Sequences allow for easy and flexible way of generating identifiers for database entities. Not all databases support sequences, but when they do, sequences are oftentimes the go to strategy for generating object identifiers.

Hibernate is a very popular object mapping framework for Java which makes mapping very simple. However this simplicity forces Hibernate to do a lot of things behind the scene and assume a lot of default behaviours. Someone new to Hibernate might not expect certain assumptions it makes. 

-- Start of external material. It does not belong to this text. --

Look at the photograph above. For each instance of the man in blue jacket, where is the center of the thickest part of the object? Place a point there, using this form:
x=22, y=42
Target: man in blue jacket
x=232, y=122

One such field within Hibernate is ID generation strategies. Thanks to its popularity there are a lot of resources online and you get the assurance that it is tried and tested. However this should not stop us from taking a deeper look into what we are actually using. Especially if we are setting up a project and we suspect that our usage of Hibernate will get replicated across the project for consistency reasons by other developers.

We are going to explore different ways of generating ID values with sequences and consider their pros and cons. To demonstrate different ID generation strategies I’ve set up a sample Dropwizard service that persists entities comprised of a single ID column.

In this example I’m using Dropwizard 0.9.2. This particular version of Dropwizard uses Hibernate 4.3.11.Final under the hood.

Main sequence based generation strategies

Sequence with no optimizer

Uses a sequence to determine the next ID value. The ID values generated are equal to the current sequence value.

Implementation (org.hibernate.id.SequenceGenerator)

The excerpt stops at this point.